Marching band drummers in parade at Texas Stat...
Marching band drummers in parade at Texas State Fair 2007 (Photo credit: Wikipedia)

Float

Independence Day. Her dad had woken her up at 9 for the parade, when the Texas air was already humid enough to cut into thick slabs. Now they were sitting on the curb, the backs of their necks sticky with sunscreen, watching the high school band march by. Screeching as it turned the corner, the first float of the day came into view—a giant, papier-mache slice of watermelon, complete with seeds as big as her head. Representatives from the Chamber of Commerce stood circled on the platform around it, waving slowly. She was young enough to wave back.

Fireworks

She ran, giggling, her white sandals making indentations in the wet grass.

“Wait uppppppp!” called her little brother, his chubby legs frantically propelling him behind her. But she didn’t listen. She reached the crest of the hill at the exact moment that the first one broke the sky open, bright streaks cascading down like a weeping willow’s branches and then nothing.
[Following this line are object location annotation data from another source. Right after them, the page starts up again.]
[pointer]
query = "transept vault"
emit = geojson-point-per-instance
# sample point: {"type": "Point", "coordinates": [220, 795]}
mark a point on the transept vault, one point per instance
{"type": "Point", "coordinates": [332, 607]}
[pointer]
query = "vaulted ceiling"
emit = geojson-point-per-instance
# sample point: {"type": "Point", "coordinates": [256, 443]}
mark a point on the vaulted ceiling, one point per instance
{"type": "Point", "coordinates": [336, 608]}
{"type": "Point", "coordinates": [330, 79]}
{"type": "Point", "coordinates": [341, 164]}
Impulsively, she threw herself down onto the grass, crossing her arms behind her head and looking towards the stars. Now one changing from green to yellow. The ghostly remains of the first appeared for a moment in its light.
buy viagra generic buy viagra online generic

Parade

In San Antonio, in her four-year-old conception of the passage of time, it seemed there was always a parade happening. Today it was Cinco de Mayo and she sat on her father’s shoulders, watching the floats and marching bands and women in beautiful elaborate Mexican dresses wind their way down the street. Everything was bright and noisy and terribly exciting. When the sky filled up with thunderclouds and then ripped open, it did not make her any less happy. “It’s…RAINING on our PARADE!” her dad told her, laughing, and she laughed too, not knowing the expression but liking it anyway.

Solstice

The bonfire was blazing madly now, come into its own as a living, breathing, craving thing, sending tongues of urgent and brilliantly-colored flame upward into the heavy air. They gathered more closely around it, everyone’s skin shiny with sweat. Someone was beating on a drum, and the fire seemed to pulse to its rhythm. A few of them began to sing. Their bodies moved of their own volition. The day was never going to end, there would be no night, there was only this, there was only the gulping fire and their dancing bodies, fusing together, welcoming the summer.